Dienstag, 6. Februar 2018

Religion als Aufbruch ins Ungewisse. Noch ein Satz von Yasmina Reza

"Dem großen Biologen Svante Pääbo zufolge unterscheiden wir uns vom Neandertaler nur durch eine winzige Modifikation auf einem bestimmten Chromosom, mehr nicht. Eine ungewöhnliche Mutation des Genoms, die angeblich den Aufbruch ins Ungewisse erlaubte, die Überquerung der Weltmeere ohne sicheres Land am Horizont, den ganzen fieberhaften Hang der Menschheit zu Forschung, Kreativität und Zerstörung. Kurz und gut, ein Verrückheitsgen."1

Aufbruch möglich?
Altes Boot in Müllrose, 2017.
Ich habe keine Ahnung, ob diese biologische Aussage eine literarische Erfindung von Yasmina Reza ist oder nicht. Es interessiert mich auch nur am Rande. Denn ihr inhaltlicher Kern wirft einen interessanten Blick auf den Menschen, der angesichts der Menschheitsgeschichte auch wirklich plausibel erscheint. 
Ob dieser Blick nun auf einer Chromosomen-Modifikation beruht oder auf etwas anderem ist dabei zweitrangig.

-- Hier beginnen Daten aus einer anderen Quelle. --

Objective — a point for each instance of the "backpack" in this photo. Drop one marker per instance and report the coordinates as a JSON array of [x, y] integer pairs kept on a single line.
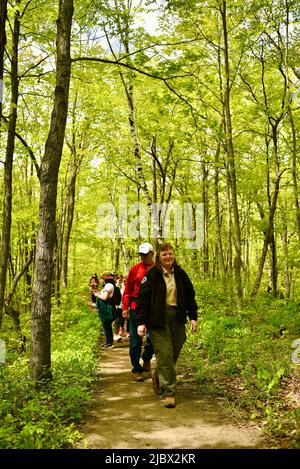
[[105, 310]]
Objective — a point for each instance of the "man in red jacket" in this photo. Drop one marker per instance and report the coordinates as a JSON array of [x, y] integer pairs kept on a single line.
[[132, 286]]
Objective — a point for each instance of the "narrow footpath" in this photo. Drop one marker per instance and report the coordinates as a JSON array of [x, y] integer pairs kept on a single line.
[[125, 414]]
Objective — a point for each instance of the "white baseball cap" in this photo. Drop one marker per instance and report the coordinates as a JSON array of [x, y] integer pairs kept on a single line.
[[144, 248]]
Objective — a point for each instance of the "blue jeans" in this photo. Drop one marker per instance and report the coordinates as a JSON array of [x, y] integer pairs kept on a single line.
[[135, 345], [107, 328]]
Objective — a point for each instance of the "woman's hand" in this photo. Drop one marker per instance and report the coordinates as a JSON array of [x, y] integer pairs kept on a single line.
[[193, 325], [142, 330]]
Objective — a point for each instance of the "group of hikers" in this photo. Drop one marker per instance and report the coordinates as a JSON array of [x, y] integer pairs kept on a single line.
[[154, 301]]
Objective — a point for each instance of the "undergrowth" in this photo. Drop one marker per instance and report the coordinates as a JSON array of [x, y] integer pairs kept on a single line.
[[46, 418], [247, 358]]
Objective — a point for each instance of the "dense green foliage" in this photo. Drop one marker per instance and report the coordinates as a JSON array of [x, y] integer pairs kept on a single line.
[[46, 417], [247, 359], [198, 107]]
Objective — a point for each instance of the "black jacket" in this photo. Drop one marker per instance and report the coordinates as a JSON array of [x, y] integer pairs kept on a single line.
[[151, 302]]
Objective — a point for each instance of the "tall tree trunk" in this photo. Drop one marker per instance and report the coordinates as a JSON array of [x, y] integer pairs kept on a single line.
[[204, 174], [3, 15], [40, 358], [8, 166], [69, 223], [231, 164], [267, 238], [293, 128], [217, 214]]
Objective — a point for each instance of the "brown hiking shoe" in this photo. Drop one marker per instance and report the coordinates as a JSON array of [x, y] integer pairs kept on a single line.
[[138, 377], [155, 383], [146, 366], [169, 402]]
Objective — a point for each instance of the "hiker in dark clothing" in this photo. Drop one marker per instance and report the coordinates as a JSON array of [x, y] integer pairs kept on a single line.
[[166, 298]]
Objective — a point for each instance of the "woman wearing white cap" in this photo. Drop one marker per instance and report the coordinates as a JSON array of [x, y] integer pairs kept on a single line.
[[166, 298]]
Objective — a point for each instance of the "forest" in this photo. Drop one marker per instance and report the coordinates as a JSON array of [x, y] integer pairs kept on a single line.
[[123, 121]]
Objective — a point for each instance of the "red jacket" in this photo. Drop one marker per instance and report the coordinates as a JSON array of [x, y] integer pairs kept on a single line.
[[132, 285]]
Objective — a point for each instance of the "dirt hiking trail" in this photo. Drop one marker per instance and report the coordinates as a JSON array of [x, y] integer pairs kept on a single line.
[[124, 414]]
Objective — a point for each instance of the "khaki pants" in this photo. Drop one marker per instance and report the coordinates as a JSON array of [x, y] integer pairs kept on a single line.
[[167, 344]]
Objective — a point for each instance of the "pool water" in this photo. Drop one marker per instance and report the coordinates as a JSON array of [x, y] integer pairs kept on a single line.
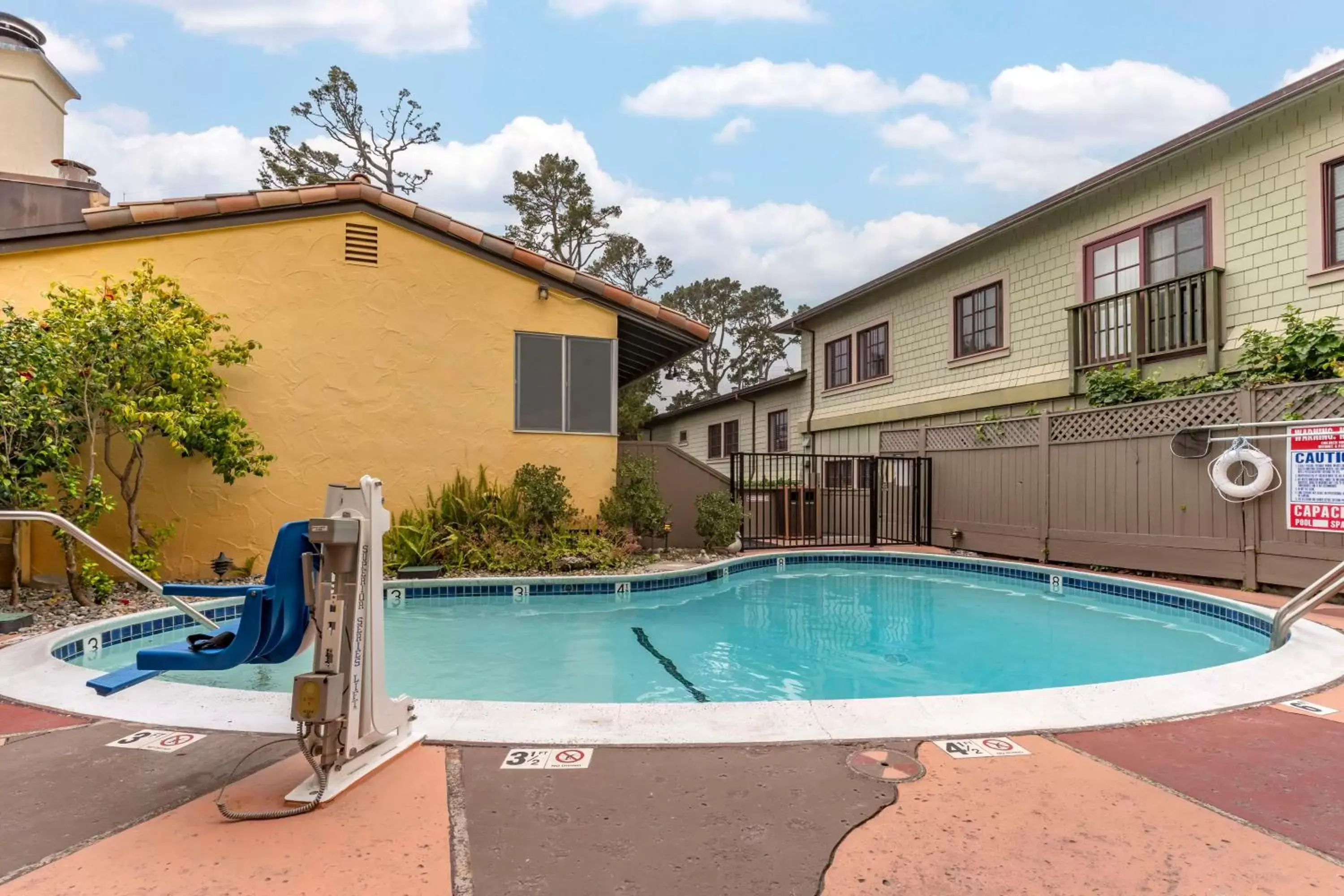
[[834, 632]]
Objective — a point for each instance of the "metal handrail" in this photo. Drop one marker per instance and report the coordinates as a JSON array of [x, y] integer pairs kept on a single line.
[[1307, 599], [111, 556]]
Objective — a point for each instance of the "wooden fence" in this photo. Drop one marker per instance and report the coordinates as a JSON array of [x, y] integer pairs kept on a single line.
[[1101, 488]]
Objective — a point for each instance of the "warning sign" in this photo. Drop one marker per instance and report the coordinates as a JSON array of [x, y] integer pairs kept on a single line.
[[984, 749], [560, 758], [158, 741], [1316, 478], [570, 758]]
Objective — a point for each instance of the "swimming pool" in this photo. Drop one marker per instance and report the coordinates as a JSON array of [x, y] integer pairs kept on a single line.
[[828, 629]]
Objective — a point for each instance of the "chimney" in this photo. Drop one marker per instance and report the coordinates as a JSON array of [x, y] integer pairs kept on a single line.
[[33, 101], [39, 189]]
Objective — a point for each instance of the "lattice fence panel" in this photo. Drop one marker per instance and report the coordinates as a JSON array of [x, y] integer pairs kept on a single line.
[[1015, 433], [896, 441], [1147, 418], [1301, 401]]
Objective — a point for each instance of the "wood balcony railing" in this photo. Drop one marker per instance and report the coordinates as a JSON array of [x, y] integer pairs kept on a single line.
[[1180, 316]]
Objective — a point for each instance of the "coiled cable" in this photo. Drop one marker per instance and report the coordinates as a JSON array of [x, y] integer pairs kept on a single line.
[[279, 813]]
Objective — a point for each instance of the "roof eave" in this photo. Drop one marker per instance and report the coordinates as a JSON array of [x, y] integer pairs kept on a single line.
[[1207, 131]]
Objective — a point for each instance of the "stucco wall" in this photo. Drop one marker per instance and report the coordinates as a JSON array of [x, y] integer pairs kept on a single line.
[[792, 397], [402, 371], [1257, 174]]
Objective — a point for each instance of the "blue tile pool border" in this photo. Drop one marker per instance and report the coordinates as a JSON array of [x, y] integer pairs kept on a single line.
[[621, 586]]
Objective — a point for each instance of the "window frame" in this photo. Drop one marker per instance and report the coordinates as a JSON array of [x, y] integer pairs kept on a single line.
[[1332, 229], [722, 431], [1142, 230], [773, 429], [861, 346], [565, 382], [826, 355], [1322, 265], [1000, 323]]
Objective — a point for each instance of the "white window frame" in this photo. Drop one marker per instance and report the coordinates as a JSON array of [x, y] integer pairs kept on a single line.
[[565, 382]]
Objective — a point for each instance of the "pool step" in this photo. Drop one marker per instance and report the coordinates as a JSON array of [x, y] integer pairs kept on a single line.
[[113, 681]]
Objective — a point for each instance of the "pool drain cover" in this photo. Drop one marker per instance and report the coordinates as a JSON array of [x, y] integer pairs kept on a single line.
[[886, 765]]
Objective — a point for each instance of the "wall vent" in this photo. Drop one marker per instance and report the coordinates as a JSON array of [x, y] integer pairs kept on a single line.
[[361, 244]]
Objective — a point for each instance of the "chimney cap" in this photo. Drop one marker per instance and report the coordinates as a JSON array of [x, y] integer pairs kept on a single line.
[[72, 170], [15, 30]]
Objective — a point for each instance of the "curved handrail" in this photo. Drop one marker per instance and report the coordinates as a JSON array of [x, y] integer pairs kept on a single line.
[[111, 556], [1307, 599]]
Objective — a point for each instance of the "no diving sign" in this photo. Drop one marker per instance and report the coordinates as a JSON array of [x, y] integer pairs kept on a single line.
[[158, 741], [982, 749], [550, 759]]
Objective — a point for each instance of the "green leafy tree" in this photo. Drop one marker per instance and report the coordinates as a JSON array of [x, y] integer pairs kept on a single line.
[[367, 147], [38, 433], [146, 359], [636, 504], [546, 499], [635, 408], [627, 264], [758, 347], [557, 213], [718, 517]]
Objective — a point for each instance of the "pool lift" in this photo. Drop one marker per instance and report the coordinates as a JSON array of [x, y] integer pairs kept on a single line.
[[323, 589]]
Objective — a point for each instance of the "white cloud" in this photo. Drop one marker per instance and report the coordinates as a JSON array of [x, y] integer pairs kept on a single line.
[[699, 92], [916, 132], [383, 27], [734, 129], [909, 179], [1326, 57], [70, 54], [1045, 129], [664, 11], [135, 163], [796, 246]]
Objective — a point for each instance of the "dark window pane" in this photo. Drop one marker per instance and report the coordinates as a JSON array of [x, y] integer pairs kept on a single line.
[[779, 422], [590, 386], [1190, 261], [539, 382], [730, 439]]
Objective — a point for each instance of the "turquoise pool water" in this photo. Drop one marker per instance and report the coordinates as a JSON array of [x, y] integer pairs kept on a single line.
[[824, 632]]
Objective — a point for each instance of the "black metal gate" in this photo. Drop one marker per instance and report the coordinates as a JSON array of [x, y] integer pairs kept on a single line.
[[832, 500]]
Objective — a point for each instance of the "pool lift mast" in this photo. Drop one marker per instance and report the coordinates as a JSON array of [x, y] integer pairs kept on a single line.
[[351, 724]]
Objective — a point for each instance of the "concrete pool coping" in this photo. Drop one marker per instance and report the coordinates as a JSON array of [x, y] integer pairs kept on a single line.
[[1312, 659]]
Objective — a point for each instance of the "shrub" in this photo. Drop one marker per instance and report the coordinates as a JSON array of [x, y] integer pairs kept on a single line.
[[636, 503], [718, 519], [546, 499], [99, 583]]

Der Mensch wäre demzufolge von Natur aus ein Abenteurer, der immer weiterstrebt und sich nicht begnügt mit dem Vorgefundenen. Der sich selbst immer weiter überschreiten will. Der sich nicht einrichten kann in der Endlichkeit. Das wird (in aller daraus folgenden Ambivalenz) landläufig auch Religiosität genannt.

Man mag das verrückt nennen oder nicht2 – wer die religiöse Frage im Menschen und seinen unstillbaren Drang zum Aufbruch ins Ungewisse zusammendenkt, der wird Religion nicht in erster Linie als rückwärtsgewandte und restaurative Kraft definieren können. Vielmehr weist menschliche Religiosität hinein in ein durch irdische Ziele nicht zu bändigendes „Mehr“.
Aufgabe von Kirche und aller etablierten Religion ist es, die Sehnsucht nach diesem „Mehr“ zu wecken, die Wunde, die nach Gott schreit, offen zu halten, die letzte Verunsicherung zu ermöglichen.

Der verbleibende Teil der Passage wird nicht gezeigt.